Sports Reporters Join Forces To Fight Limits On Web Video Coverage on Rugby

Media organizations have banded together to fight efforts by sports organizers to block multimedia coverage of events. Recent months have seen the NFL limit website video interviews to 45 seconds, Cricket Australia drop a fair-use understanding under which broadcasters had run two minutes of matches to accompany reports and Australia’s National Rugby League banned Fox Sports from running National Rugby League video of the same duration on its website. Latest to ruffle sports writers’ feathers is Rugby World Cup ’07 organizer the International Rugby Board, which, amongst other restrictions, is limiting websites to running 10 match photos for this fall’s competition in France. So some 30 groups representing news publishers have grouped to lobby to “defend the freedom of the press to report events without hindrance”. (Via Sports Journalists’ Association).

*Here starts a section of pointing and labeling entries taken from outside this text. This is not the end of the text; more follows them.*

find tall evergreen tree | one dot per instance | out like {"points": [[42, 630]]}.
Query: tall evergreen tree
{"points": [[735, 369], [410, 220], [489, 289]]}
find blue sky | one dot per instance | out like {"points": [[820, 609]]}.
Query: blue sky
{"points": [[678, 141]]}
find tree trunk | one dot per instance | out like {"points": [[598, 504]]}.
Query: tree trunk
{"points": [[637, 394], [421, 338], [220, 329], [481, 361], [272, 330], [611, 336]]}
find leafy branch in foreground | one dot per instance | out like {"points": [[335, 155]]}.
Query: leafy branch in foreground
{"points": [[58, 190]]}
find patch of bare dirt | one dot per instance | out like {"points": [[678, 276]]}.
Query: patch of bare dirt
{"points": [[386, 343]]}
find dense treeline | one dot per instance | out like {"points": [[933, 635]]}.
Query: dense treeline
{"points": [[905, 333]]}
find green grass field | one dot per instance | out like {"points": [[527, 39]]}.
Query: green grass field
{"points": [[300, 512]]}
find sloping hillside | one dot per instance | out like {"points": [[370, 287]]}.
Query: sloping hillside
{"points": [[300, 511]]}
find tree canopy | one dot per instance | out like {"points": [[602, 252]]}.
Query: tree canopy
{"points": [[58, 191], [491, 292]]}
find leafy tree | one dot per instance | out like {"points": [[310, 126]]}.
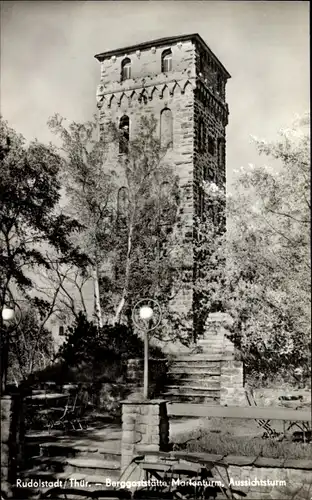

At issue is the extent to which sports organizers can protect the rights bought by broadcasters, now that the web allows anyone – whether sports writer or spectator – to publish video, photo and near-live ball-by-ball coverage online, even from a stadium during a match. Winning bidders for rights to broadcast major sporting events may not be too happy if rivals can record, moblog, even offer live stadium streaming of those same events at little cost. A Louisville Courier-Journal sports writer was last month barred from a local baseball game for posting play-by-play updates live to the title’s website, while the International Cricket Committee cracked down on over-by-over text updates from the World Cup in the West Indies. But such restrictions seem increasingly old-fashioned in the emerging multimedia age – The Guardian has offered ball-by-ball cricket updates to success for several years, not by situating a reporter at a ground but by typing at the keyboard whilst watching TV coverage.